Publication:
New Victoria Hospital
Author:
Dr Archana Rao
Date:
October 23rd 2024
Article Summary
Let's discuss hair loss during menopause, Something I went through quite terribly, which I have now sorted out.
Dr. Archana Rao, a dermatologist with 20 years of experience, has seen women horrified by shower drains and aims to dispel common myths about them.
If your hair is disappearing, you're not imagining it. Hair loss is a common menopause symptom caused by falling oestrogen levels, which prolongs the typically hair growth. When oestrogen drops, hair sheds. Additionally, increased androgen activity, especially around the crown and temples, if genetically predisposed, exacerbates the issue.
Age also reduces collagen production, affecting your scalp's ability to support healthy hair. It's like your scalp is gradually becoming less hospitable real estate for hair follicles.
Now, onto the myths that need busting:
Myth 1: Expensive shampoo will save the day. Sorry, but throwing money at fancy bottles won't solve hormonal hair loss. A good shampoo should keep your scalp clean and healthy - think of it as providing decent soil for a plant to grow in. Important? Yes. A miracle cure? Absolutely not.

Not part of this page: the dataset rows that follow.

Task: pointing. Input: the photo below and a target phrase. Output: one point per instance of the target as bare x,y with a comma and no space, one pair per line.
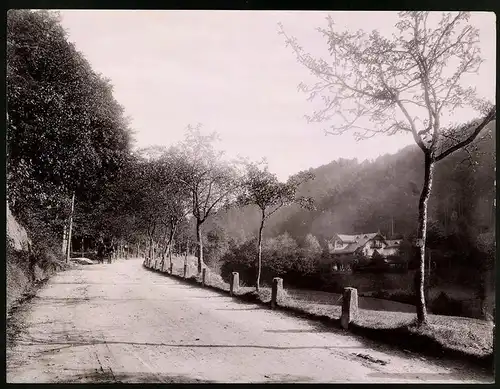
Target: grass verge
460,338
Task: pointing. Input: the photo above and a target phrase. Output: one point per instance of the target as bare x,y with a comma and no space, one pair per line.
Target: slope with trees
408,83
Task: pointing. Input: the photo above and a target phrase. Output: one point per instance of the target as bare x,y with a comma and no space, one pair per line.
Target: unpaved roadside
122,323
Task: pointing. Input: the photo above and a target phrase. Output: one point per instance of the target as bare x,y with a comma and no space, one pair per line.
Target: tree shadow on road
108,376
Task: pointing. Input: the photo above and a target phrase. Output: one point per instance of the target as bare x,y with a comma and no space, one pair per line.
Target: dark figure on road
101,251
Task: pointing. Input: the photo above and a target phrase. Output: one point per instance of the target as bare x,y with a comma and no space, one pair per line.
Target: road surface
123,323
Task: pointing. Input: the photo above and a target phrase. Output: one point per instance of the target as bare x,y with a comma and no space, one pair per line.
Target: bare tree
410,82
262,188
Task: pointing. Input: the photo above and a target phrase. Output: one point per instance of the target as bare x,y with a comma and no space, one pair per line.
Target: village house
344,248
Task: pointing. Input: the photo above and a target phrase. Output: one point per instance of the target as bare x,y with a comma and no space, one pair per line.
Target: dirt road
122,323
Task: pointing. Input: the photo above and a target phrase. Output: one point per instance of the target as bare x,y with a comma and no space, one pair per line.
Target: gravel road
122,323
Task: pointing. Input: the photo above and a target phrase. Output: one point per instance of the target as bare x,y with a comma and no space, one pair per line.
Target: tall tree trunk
200,246
259,257
65,239
422,236
68,253
168,245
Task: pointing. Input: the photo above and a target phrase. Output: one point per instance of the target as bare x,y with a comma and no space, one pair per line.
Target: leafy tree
408,83
210,181
65,131
262,188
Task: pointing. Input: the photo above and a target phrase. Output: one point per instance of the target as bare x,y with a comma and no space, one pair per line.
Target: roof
355,242
393,242
356,238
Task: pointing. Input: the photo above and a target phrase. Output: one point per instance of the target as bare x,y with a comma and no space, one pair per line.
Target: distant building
343,246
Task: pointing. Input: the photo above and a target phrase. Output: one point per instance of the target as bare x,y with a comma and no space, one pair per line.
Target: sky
231,72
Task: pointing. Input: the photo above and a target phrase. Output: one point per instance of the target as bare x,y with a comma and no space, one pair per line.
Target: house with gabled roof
343,245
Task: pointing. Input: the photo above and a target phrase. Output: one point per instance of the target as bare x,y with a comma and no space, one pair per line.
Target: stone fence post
276,291
235,283
349,306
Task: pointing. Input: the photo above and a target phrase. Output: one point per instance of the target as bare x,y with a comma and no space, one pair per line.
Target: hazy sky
230,71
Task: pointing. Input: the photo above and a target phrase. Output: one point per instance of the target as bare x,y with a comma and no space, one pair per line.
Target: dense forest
358,197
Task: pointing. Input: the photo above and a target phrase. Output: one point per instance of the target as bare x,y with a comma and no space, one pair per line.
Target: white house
366,244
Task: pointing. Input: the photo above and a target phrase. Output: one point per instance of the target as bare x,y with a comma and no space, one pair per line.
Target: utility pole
68,253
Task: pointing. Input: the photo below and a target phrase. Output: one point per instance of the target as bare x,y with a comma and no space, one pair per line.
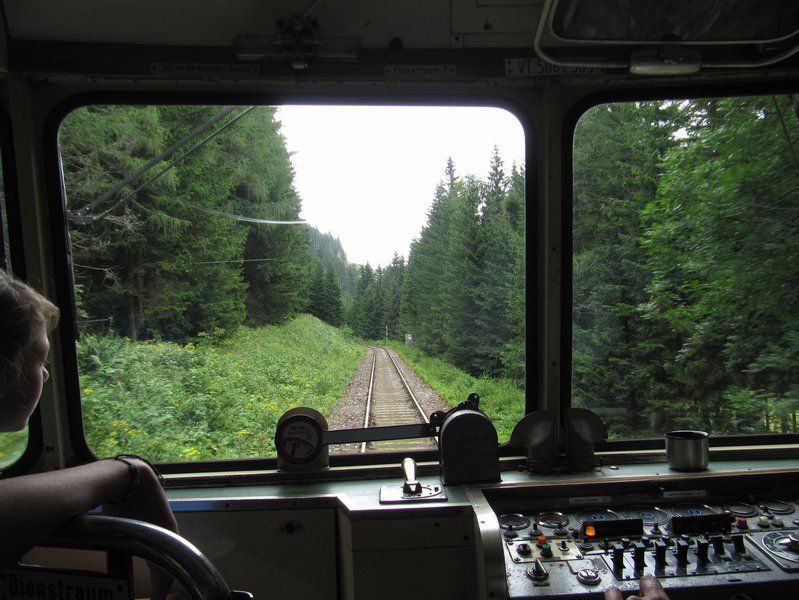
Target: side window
685,278
232,263
12,444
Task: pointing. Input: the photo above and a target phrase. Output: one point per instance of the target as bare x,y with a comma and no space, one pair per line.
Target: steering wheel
174,554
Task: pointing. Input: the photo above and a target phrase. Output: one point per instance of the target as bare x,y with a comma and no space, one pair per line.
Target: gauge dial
298,439
778,507
553,519
650,515
596,514
693,510
513,521
741,509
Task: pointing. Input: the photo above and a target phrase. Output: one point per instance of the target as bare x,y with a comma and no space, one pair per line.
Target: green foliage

Myth 2: Wash less, lose less is false. Hair ready to fall will do so regardless of washing. Skipping washes won't prevent hair fall, but may cause a dramatic loss when you finally wash. Most women should wash their hair around three times a week, depending on their scalp condition.
Myth 3: Collagen drinks are the answer. The supplement industry wants you to believe this, but little evidence shows drinking collagen helps with hair loss. What helps? Proper nutrition—protein, iron, and vitamin D. Eat a balanced diet with good protein and your five-a-day, including leafy greens for iron.
Myth 4: Instagram influencers know best. Follower count doesn't mean medical expertise. If your hair loss persists, see a dermatologist specialising in hair disorders. Everyone's genetics, lifestyle, and hair are different.
Myth 5: Receding hairline is just ageing - nothing to do. This is dangerous because frontal fibrosing alopecia, common in perimenopausal women, is an autoimmune condition attacking hair follicles, often triggered by stress. It can cause scarring, but specific treatments can help prevent it.
The bottom line is that menopause-related hair loss isn't something you should just grin and bear. If it's affecting your confidence and quality of life, it deserves proper medical attention, not miracle solutions from social media
The HotFlush Fix - Your Hair Loss Action Plan
IMMEDIATE ASSESSMENT
• Book a dermatologist for ongoing hair loss
• Avoid costly "miracle" shampoos and supplements
• Take photos to monitor changes
DAILY HAIR CARE
• Wash hair 2-3 times weekly (or as needed to prevent greasiness)
• Use gentle, pH-balanced shampoo
NUTRITION FOCUS
• Prioritise protein at every meal (hair's building blocks)
• Include leafy greens daily for iron
• Take vitamin D supplement, especially in winter
• Ditch expensive collagen drinks - spend money on proper food instead
STRESS MANAGEMENT
• Identify and address major stressors (often triggers autoimmune hair loss)
• Practice relaxation techniques daily
• Consider counselling if stress levels are overwhelming
REALISTIC EXPECTATIONS
• Understand this is likely hormonal, not something you've done wrong
• Give treatments 3-6 months to show results
RED FLAGS - SEEK HELP IMMEDIATELY
• Scalp soreness or discomfort
• Rapidly receding hairline
• Sudden dramatic hair loss
• Bald patches appearing
WHAT TO AVOID
• Social media hair loss "cures"
• Expensive supplements without medical backing
• Delaying professional help, hoping it will resolve itself
Remember: Hair today doesn't have to be gone tomorrow, but myths and misinformation won't help you keep it. I lost a lot of hair, and it was really thinning, and I found a bald patch overnight. After seeing a hair specialist, I’m on supplements and my hair has grown back shiny and strong.
Just a friendly reminder: I'm sharing what I've learned, not prescribing what you should do. Always chat with your GP about what's right for your unique situation!